Something I thought about:

  • Mostly I was focused on deadlines and making sure that I would be able to get my dissertation to the library by my deadline. I didn’t know that our printing office is just one person or that he’d be away for a week just when the semester had started, so my plan of finishing this a week early turned into a rather hectic few days. Mostly I did a lot of formatting and running around, but it all got done in the end, and I am officially, completely done. I have a piece of paper that says so!

Something I did:

  • Worked with the university printer to finalize my dissertation.
  • Deposited one digital and three physical copies of my dissertation to the Humanities library.
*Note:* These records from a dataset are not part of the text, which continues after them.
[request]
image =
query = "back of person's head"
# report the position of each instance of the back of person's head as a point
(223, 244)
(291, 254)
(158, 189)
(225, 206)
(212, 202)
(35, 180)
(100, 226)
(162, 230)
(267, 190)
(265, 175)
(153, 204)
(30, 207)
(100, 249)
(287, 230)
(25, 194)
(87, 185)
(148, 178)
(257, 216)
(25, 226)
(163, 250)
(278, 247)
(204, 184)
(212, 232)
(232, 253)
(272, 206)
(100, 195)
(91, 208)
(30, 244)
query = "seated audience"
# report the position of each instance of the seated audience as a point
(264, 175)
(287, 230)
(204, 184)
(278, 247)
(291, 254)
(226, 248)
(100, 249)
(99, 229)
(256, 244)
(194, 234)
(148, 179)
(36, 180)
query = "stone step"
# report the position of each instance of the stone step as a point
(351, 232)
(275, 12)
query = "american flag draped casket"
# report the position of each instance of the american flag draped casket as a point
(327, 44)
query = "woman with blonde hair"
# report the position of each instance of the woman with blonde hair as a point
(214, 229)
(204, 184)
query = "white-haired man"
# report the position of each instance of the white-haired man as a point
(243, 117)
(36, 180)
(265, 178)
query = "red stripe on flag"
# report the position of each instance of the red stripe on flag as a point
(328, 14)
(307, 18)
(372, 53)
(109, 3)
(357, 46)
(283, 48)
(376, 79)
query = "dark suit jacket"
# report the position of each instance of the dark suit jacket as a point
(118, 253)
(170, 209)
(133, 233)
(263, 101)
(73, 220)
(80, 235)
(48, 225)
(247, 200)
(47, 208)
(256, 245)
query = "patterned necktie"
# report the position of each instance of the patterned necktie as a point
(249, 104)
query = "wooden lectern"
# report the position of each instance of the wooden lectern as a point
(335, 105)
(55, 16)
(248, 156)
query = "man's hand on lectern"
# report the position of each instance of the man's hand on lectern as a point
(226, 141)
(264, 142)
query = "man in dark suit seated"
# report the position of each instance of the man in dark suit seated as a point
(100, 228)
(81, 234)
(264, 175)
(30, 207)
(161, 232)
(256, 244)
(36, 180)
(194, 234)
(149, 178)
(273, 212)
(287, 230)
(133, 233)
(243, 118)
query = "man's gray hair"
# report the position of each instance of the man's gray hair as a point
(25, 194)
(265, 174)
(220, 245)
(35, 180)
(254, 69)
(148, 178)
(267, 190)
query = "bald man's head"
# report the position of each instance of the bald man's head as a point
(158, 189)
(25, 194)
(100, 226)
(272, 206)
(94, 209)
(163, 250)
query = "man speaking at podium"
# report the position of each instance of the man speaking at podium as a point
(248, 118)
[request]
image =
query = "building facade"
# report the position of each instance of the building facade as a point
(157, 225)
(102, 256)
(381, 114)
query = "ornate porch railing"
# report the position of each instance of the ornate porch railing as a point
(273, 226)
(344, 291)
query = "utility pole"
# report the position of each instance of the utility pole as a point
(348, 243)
This was the actual final step of my doctorate, so I can now use my title! Also, the library moves extremely quickly, so my dissertation can already be checked out! How cool is that?
  • Received a certificate of completion that says I’m done (until the end of the year, when I’ll get the actual diploma).
  • Taught.
  • Sent feedback on dozens of student presentation proposals.
  • Threw a birthday party.

Something I read:

  • I enjoyed Jenny O’Dell’s book How to Do Nothing and was looking forward to her new one. Parul Sehgal wrote a tough but interesting review. Others have been more positive. I still plan to read it but found the critiques to be interesting.
  • Braiding Sweetgrass by Robin Wall Kimmerer
  • This quote came up in the DH slack and is just so good. From Jessica Otis, DHSI 2021, "Managing the Digital Backlist: Sustaining, Preserving, and Deleting Old Projects":
"But first, I want to start out with a hypothesis, that we've been using the wrong metaphor. DH projects are not books... they're cars.

Expensive, resource-intensive status symbols with a practical purpose often supplemented by all the latest bells and whistles and attempts by creators to push the envelope of what's possible. And after you make a big initial investment to get one, there's only gas and nominal registration fees for the license plates, and they drive along fine for five or seven years – just long enough for that extended warranty the dealer convinced you to buy to expire -- then start to break down in increasingly dramatic ways that are increasingly expensive to fix. And at some point that car will either become a classic, worthy of preserving at whatever the cost, or it'll become too expensive to fix and take a one-way trip to the scrapyard.

Now tell me that doesn't sound like a DH project, from the big initial grant to build it, to the ongoing hosting costs and annual registration fee for the domain, to the 5-7 year timeline before things start to break and some become classics, and some vanish from the internet."

And if we think about them as cars, rather than books, it can help us begin to readjust our and others' ideas about how long they should survive and how we might care for them, transform them, and maybe eventually shut them down."